次世代AI外貨予測は、2018年3月のリリースを目指している。

カブドットコム証券

デジタル通貨「OOIRI」のほか、超高速リアルタイム処理技術を活用したチャートツール「Alpaca Search」も展示

・社員同士のコミュニケーションに利用 デジタル通貨「OOIRI®」
オープンイノベーションの積極的な推進を行っているカブドットコム証券は、ブロックチェーン上で発行するデジタル通貨「OOIRI®」を紹介した。

カブドットコム証券が「OOIRI®」を企業内コインとして活用を検討したのは、2016年10月のこと。そこからZEROBILLBANK社と共同開発し社内の一部でテストを行ってきたが、2017年9月、社内電話として全社員に配布されたiPhone端末(KDDI提供)を活用し、社内で表彰制度(サンクス賞)「OOIRI®」として本格的に導入を開始した。

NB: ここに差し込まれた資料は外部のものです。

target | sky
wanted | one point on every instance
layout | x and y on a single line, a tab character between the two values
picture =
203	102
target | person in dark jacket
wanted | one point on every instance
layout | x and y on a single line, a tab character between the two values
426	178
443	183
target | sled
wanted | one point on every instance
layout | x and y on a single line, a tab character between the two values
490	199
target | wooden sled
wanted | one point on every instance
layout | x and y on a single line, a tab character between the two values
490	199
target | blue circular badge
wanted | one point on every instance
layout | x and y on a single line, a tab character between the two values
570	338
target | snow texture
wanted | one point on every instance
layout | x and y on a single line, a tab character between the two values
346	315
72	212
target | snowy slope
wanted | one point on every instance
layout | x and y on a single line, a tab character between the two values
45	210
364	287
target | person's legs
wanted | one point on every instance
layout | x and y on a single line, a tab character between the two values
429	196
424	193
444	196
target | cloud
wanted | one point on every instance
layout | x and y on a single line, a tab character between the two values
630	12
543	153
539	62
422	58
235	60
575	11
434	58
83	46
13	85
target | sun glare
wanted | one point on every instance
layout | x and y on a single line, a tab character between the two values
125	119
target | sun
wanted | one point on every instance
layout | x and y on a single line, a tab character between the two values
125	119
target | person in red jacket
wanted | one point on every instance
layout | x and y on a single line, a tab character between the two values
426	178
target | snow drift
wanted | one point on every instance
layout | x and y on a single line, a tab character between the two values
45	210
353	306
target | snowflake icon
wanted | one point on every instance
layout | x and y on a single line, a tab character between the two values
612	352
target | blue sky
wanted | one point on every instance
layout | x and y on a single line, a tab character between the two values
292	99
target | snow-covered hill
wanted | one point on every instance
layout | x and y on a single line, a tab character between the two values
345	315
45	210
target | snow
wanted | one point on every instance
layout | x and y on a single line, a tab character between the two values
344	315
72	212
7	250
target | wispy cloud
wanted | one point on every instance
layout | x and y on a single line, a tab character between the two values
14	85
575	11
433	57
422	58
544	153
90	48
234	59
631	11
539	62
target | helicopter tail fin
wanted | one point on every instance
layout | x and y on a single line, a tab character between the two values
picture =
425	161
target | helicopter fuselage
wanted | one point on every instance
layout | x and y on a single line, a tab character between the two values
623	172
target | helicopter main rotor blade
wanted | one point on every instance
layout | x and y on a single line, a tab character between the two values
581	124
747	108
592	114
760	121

使い方は、仕事で助けてもらったときなどに「ありがとう」のメッセージとともに「1 OOIRI」を相手に送信したり、ジオフェンシング技術の活用によって、定時に退社した社員がわかるとその社員に「10 OOIRI」を配布するといったもので、現在は社員同士のコミュニケーションの一環として使用している。

半期毎の累積上位者に表彰を予定しているが、ゆくゆくは顧客向けサービスへの展開を検討している。

・ パソコンやスマートフォンが苦手な人でも使える 視覚や聴覚に訴える「IoT株価連動センサー」
カブドットコム証券ではKDDIと共同で、IoTセンサーを活用して株価情報を顧客に伝える「IoT株価連動センサー」も発表した。パソコンやスマートフォンが苦手な人でも利用できるよう、視覚や聴覚に訴える仕様になっている。

検討している活用の流れはこうだ。まず、株価の上昇・下落を、センサーを使って専用の端末を持っている顧客に色で知らせる。株式を売買したい顧客が端末のボタンを2度押すと、それがカブドットコム証券のコールセンターに送られ、コールセンターから顧客に折り返し電話をして、株式の注文を受けるというものだ。

スマートフォンを使えば、簡単に株式の売買ができる昨今だが、一方でパソコンやスマートフォンが苦手な人もいる。そういう人たちでも、証券会社に足を運ぶことなく、自宅にいながら売買のチャンスがわかり、さらには株式売買の注文ができるというわけだ。現在はまだ新技術を発表した段階だが、今後さらに実証実験を進めていく予定である。

この他、カブドットコム証券では、人工知能と並列ベクトル計算による超高速リアルタイム処理技術を活用したチャートツール「AlpacaSearch for kabu.com 」(Alpaca DB Inc.社と共同開発)や、自動決算分析レポート「xenoFlash for kabu.com」(xenodata lab.社と共同開発)などを展示した。後者は自然言語処理を核とした企業分析AIで、決算発表後、瞬時に決算発表内容の要点をまとめ、インフォグラフィックスによりわかりやすいUIで提供するシステムだ。

この2つはすでにリリースされており、同社の提供する取引ツール「kabuステーション®」のFintechプラン適用となったお客さまが利用を開始している。

金融の姿を変える新技術の展示とあって、三菱UFJフィナンシャル・グループのブースは大勢の来場者で賑わい、盛況のうちに閉幕を迎えた。